Announcing the new Bot Builder Community Project

Update: This post has now been updated to reflect the new, expanded, structure of the Project, which now has repos for .NET, JavaScript and Python extensions, as well as bot development related tooling too.

Today, I am excited to announce a new community project, which I am leading with some good community friends of mine – the Microsoft Bot Builder Community Project.

First, a little background / history…

I, along with fellow community colleagues, have been creating open source extensions for the Microsoft Bot Builder SDK since it was in its initial early preview a couple of years ago.  Since then, I created some pretty well used extensions, such as the Best Match Dialog and the QnA Maker Dialog. Then, more recently with the advent of the v4 Bot Builder SDK preview, I started creating more extensions in the form of various bits of open source middleware and recognizers.

Last week I got talking with fellow MVP James Mann, who produces some fantastic videos about Bot development, Arafat Tehsin and another MVP, Michael Szul, who have both been producing some similarly awesome material on the subject.  We have all been building open source projects for the Microsoft Bot Builder SDK and it occurred to me that we should join forces and start some sort of community project for this stuff.

So, this brings us to now….

Today, we are delighted to announce the opening of the Bot Builder Community Project, an open source repo containing extensions in the form of things like middleware, recognizers and dialogs to make building bots easier.  The idea here is that this can be a central place where the community can contribute and we can build a broad collection of extensions for the SDK.

Right now the project has repos for .NET, JavaScript and Python extensions, as well as a tools repo for assisting with bot development.

We really hope this is the start of something great and that the project helps those developers who are building bots to build even better solutions.

Check out the project now on GitHub and find links to the NuGet / NPM packages there too.

Right now the project contains the following extensions for the Bot Builder .NET SDK, which I am focused on, and all of them are available via NuGet right now.


  • Bot Builder v4 Location Dialog – An implemention for v4 of the Bot Build .NET SDK of the Microsoft.Bot.Builder.Location dialog project built for Bot Builder v3. An open-source location picker control for Microsoft Bot Framework powered by Azure or Bing Maps REST services. This control will allow a user to search for a location, with the ability to specify required fields and also store locations as favorites for the user.

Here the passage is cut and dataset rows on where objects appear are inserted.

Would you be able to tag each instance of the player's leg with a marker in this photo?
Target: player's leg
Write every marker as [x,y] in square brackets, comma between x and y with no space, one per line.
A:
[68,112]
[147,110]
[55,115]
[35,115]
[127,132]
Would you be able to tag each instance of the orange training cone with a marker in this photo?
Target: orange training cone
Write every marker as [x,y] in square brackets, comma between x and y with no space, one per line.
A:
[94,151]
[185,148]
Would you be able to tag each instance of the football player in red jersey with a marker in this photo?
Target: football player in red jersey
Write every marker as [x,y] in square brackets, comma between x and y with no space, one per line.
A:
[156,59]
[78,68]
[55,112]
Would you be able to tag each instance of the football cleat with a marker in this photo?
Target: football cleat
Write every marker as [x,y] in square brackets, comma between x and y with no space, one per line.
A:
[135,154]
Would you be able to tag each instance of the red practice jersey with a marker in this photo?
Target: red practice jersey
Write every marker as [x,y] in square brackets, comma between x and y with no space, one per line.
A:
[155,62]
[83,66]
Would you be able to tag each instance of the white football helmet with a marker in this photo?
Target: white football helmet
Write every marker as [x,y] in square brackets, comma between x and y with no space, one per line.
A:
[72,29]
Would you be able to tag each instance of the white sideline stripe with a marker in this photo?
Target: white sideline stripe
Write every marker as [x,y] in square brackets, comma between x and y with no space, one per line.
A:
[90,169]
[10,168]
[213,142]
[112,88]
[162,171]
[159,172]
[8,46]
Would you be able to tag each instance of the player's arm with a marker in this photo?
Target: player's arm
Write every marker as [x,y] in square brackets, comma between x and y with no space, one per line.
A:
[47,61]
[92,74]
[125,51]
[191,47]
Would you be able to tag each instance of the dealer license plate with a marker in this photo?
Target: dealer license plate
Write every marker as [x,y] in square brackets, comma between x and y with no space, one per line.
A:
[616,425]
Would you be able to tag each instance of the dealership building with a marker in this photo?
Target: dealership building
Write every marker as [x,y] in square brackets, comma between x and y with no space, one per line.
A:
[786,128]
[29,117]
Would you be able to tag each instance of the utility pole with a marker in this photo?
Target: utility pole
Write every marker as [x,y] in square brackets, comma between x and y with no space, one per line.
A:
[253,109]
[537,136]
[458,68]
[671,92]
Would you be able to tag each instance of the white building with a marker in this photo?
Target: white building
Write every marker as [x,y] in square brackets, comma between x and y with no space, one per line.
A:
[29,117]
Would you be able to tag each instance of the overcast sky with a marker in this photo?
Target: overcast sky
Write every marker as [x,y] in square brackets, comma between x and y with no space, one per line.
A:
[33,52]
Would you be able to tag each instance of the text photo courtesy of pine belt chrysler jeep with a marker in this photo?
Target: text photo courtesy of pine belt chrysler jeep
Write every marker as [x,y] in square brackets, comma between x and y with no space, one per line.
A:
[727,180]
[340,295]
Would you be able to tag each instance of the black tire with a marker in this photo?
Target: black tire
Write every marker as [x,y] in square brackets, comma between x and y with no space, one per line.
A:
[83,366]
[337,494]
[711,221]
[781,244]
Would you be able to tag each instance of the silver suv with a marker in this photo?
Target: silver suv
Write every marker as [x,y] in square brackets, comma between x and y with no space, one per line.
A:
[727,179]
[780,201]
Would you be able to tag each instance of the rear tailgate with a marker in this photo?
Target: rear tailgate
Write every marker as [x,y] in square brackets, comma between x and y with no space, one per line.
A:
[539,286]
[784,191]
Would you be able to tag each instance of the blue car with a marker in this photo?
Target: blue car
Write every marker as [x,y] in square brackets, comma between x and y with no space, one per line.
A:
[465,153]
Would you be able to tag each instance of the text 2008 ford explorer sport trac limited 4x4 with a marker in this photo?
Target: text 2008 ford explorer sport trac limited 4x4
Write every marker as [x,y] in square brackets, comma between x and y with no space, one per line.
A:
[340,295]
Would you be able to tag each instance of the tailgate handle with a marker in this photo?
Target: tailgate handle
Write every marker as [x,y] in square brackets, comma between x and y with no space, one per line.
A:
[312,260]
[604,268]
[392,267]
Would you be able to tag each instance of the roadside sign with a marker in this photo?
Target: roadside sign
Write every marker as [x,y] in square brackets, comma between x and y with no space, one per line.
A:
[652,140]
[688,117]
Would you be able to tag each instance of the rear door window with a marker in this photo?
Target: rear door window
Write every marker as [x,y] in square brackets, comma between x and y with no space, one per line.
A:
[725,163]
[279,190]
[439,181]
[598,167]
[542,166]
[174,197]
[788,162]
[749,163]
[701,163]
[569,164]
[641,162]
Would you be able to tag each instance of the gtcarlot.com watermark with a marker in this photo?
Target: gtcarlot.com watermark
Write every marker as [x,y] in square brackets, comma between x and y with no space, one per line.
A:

  • Handle Activity Type Middleware – Middleware component which allows you to respond to different types of incoming activities, e.g. send a greeting, or even filter out activities you do not care about altogether.
  • Best Match Middleware – A middleware implementation of the popular open source BestMatchDialog for v3 of the SDK. This piece of middleware will allow you to match a message receieved from a bot user against a list of strings and then carry out an appropriate action. Matching does not have to be exact and you can set the threshold as to how closely the message should match with an item in the list.
  • Azure Active Directory Authentication Middleware – This middleware will allow your bot to authenticate with Azure AD. It was created to support integration with Microsoft Graph but it will work with any application that uses the OAuth 2.0 authorization code flow.
  • Sentiment Analysis Middleware –  This middleware uses Cognitive Services Sentiment Analysis to identify the sentiment of each inbound message and make it available for your bot or other middleware component.
  • Spell Check Middleware – This middleware uses Cognitive Services Check to automatically correct inbound message text.
  • Typing Middleware – This middleware will show a ‘typing’ event whenever a long running operation is occurring in your bot or other middeware components in the pipeline, providing a visual cue to the user that your bot is doing something.


  • Fuzzy Match Recognizer – A recognizer that allows you to use fuzzy matching to compare strings. Useful in situations such as when a user make a spelling mistake etc. When the recognizer is used a list of matches, along with confidence scores, are returned.